Hi Arnab,
The changes contributed by me are followings,
Built-ins:
- dropInvalidLength() and dropInvalidType(): frame built-ins for
data cleaning using schema and length information.
- glm(): Generalized Linear Model added as a built-in from our
algorithms.
- imputeFD(): for missing value imputation using robust functional
dependencies.
- Update in an existing built-in MICE (now works on matrices
instead of frames).
- map() for supporting lambda expressions.
- smote(): an ovesampling technique for class imbalance.
- na_locf(): built-in for forward and backward NA filling.
- gmm(): Gaussian mixture model (experimental feature)
Binary Operations:
- Comparison operations for frame-frame ops.
Feel free to make any changes you deem necessary.
Best Regards,
Shafaq Siddiqi
On 9/7/2020 9:51 AM, Baunsgaard, Sebastian wrote:
Hi Arnab,
Here is my list, feel free to remove elements 😊
Major:
- Refactor Compression package and add functions
- add Quanization for lossy compression
- Generalize column groups to use same base dictionary
- Binary cell operations
- Left Matrix Multiplication
- GitHub actions for automated testing
- Improved Compile times, and packaging
- Docker containers for systemds, pythonsystemds and testingsystemds
Minor:
- python PCA and MultiLogReg algorithms
- parallel sort
- parallel detect schema
- Url handler for federated
- Distinct values count / estimation function
- Simplified Log4J from being Hadoop based to our own
- Handle NaStrings in CSV reading frame and matrix
- Re-enable code coverage tools
Removed
- GitHub pages, for documentation and moved to master
- Travis testing
Best regards
Sebastian
________________________________
From: arnab phani <phaniar...@gmail.com>
Sent: Monday, September 7, 2020 9:26:12 AM
To: dev@systemds.apache.org
Subject: Re: [DISCUSS] Apache SystemDS 2.0 Release
Thanks Kevin.
Other committers: once you get a chance, please send me your contributions
too.
Regards,
Arnab..
On Wed, Sep 2, 2020 at 10:04 PM Kevin Innerebner <
innereb...@student.tugraz.at> wrote:
Hi,
here are the changes I contributed after March 24:
- Added SystemDSContext to python api (now necessary for operations)
- Added federated frames
- Federated transform-encode, -decode and -apply (missing value
imputation is still an ongoing PR, I think it will be merged in before
release)
- New builtin `colnames()` to get the column names of a frame
That should be everything from my side.
Regards,
Kevin
On 9/1/20 11:36 AM, arnab phani wrote:
Hi All,
As we are nearing the release, I am starting to focus on the release
notes.
Notes for SystemDS 2.0 release should consolidate all the things that
happened since Aug 2018 (last SystemML release).
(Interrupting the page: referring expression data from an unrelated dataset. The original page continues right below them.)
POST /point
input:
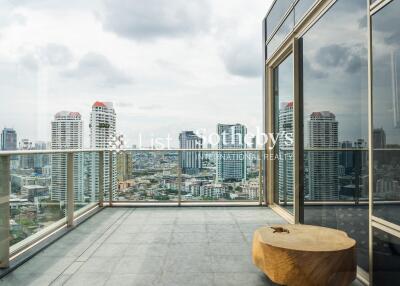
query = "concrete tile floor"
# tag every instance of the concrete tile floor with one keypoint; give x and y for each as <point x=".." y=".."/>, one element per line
<point x="153" y="246"/>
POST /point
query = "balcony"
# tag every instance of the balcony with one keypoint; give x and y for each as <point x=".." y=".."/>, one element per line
<point x="153" y="246"/>
<point x="168" y="233"/>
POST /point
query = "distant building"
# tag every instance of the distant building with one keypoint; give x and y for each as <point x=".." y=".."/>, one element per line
<point x="8" y="139"/>
<point x="379" y="137"/>
<point x="285" y="164"/>
<point x="323" y="165"/>
<point x="254" y="142"/>
<point x="191" y="161"/>
<point x="26" y="161"/>
<point x="346" y="157"/>
<point x="102" y="130"/>
<point x="124" y="166"/>
<point x="66" y="134"/>
<point x="32" y="192"/>
<point x="231" y="166"/>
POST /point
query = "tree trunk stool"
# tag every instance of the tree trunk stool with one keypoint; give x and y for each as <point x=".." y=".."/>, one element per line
<point x="305" y="255"/>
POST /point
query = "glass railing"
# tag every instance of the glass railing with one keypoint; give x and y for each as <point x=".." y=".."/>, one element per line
<point x="42" y="191"/>
<point x="183" y="176"/>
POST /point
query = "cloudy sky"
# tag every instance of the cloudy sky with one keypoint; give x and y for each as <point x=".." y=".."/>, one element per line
<point x="168" y="66"/>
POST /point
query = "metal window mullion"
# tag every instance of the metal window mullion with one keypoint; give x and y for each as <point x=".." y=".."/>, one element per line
<point x="298" y="197"/>
<point x="260" y="178"/>
<point x="70" y="189"/>
<point x="110" y="178"/>
<point x="270" y="129"/>
<point x="370" y="149"/>
<point x="101" y="178"/>
<point x="377" y="6"/>
<point x="5" y="188"/>
<point x="179" y="178"/>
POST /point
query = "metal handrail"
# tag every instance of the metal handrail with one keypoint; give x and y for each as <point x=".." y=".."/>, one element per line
<point x="66" y="151"/>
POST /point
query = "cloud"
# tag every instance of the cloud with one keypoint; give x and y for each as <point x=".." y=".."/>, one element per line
<point x="243" y="57"/>
<point x="339" y="56"/>
<point x="51" y="55"/>
<point x="98" y="68"/>
<point x="145" y="20"/>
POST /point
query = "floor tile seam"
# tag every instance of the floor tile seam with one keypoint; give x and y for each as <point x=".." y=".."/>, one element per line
<point x="76" y="259"/>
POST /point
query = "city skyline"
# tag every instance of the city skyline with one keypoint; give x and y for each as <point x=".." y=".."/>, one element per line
<point x="204" y="73"/>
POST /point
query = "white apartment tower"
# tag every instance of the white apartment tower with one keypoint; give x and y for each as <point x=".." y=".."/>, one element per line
<point x="102" y="130"/>
<point x="191" y="161"/>
<point x="285" y="163"/>
<point x="323" y="183"/>
<point x="66" y="134"/>
<point x="231" y="165"/>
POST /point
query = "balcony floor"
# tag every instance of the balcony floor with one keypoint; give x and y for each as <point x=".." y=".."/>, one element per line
<point x="153" y="246"/>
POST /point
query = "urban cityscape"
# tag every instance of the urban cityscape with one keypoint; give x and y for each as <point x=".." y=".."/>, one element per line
<point x="39" y="182"/>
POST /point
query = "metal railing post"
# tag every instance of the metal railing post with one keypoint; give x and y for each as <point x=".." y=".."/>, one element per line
<point x="110" y="178"/>
<point x="5" y="187"/>
<point x="70" y="189"/>
<point x="101" y="178"/>
<point x="179" y="178"/>
<point x="260" y="178"/>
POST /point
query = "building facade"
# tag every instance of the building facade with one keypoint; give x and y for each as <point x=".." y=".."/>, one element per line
<point x="102" y="132"/>
<point x="231" y="165"/>
<point x="342" y="56"/>
<point x="323" y="183"/>
<point x="66" y="134"/>
<point x="191" y="161"/>
<point x="8" y="139"/>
While I will aggregate the notes from two SystemDS releases, it will be
great if you can update me with a few lines summarizing the additions to
your features (including the external contributions), especially after
March 24, 2020 (last SystemDS release).
Once ready, I will share for everyone to have a look.
Regards,
Arnab..
On Mon, Aug 31, 2020 at 8:34 PM Matthias Boehm <mboe...@gmail.com>
wrote:
thanks Arnab for looking over the remaining open issues. Together with
Shafaq, we just came across two additional bugs related to eval function
calls. Theses fixes should go into the RC and I intend to fix them as
soon as possible.
Regards,
Matthias
On 8/27/2020 8:41 PM, arnab phani wrote:
Hi All,
Currently, I see only a few issues are flagged for 2.0 release. Can you
please go through your open issues and check if the Fix-Version is set?
Also, if a JIRA task doesn't exist for something you are working on or
want
to have in the coming release, please open a task and flag it for 2.0.
Regards,
Arnab..
On Thu, Aug 20, 2020 at 8:18 PM Matthias Boehm <mboe...@gmail.com>
wrote:
as the target release date end of August comes closer, I'd like to
share
that Arnab Phani kindly volunteered in an offline discussion to act as
the release manager for our 2.0 release.
Please, flag issues and features you think are important for the 2.0
release as such in JIRA so we can monitor them, discuss them on a case
by case basis, and push the release date if necessary. Thanks.
Regards,
Matthias
On 8/17/2020 2:51 PM, Janardhan wrote:
Hi,
The following is the status of the MLContext test for algorithms.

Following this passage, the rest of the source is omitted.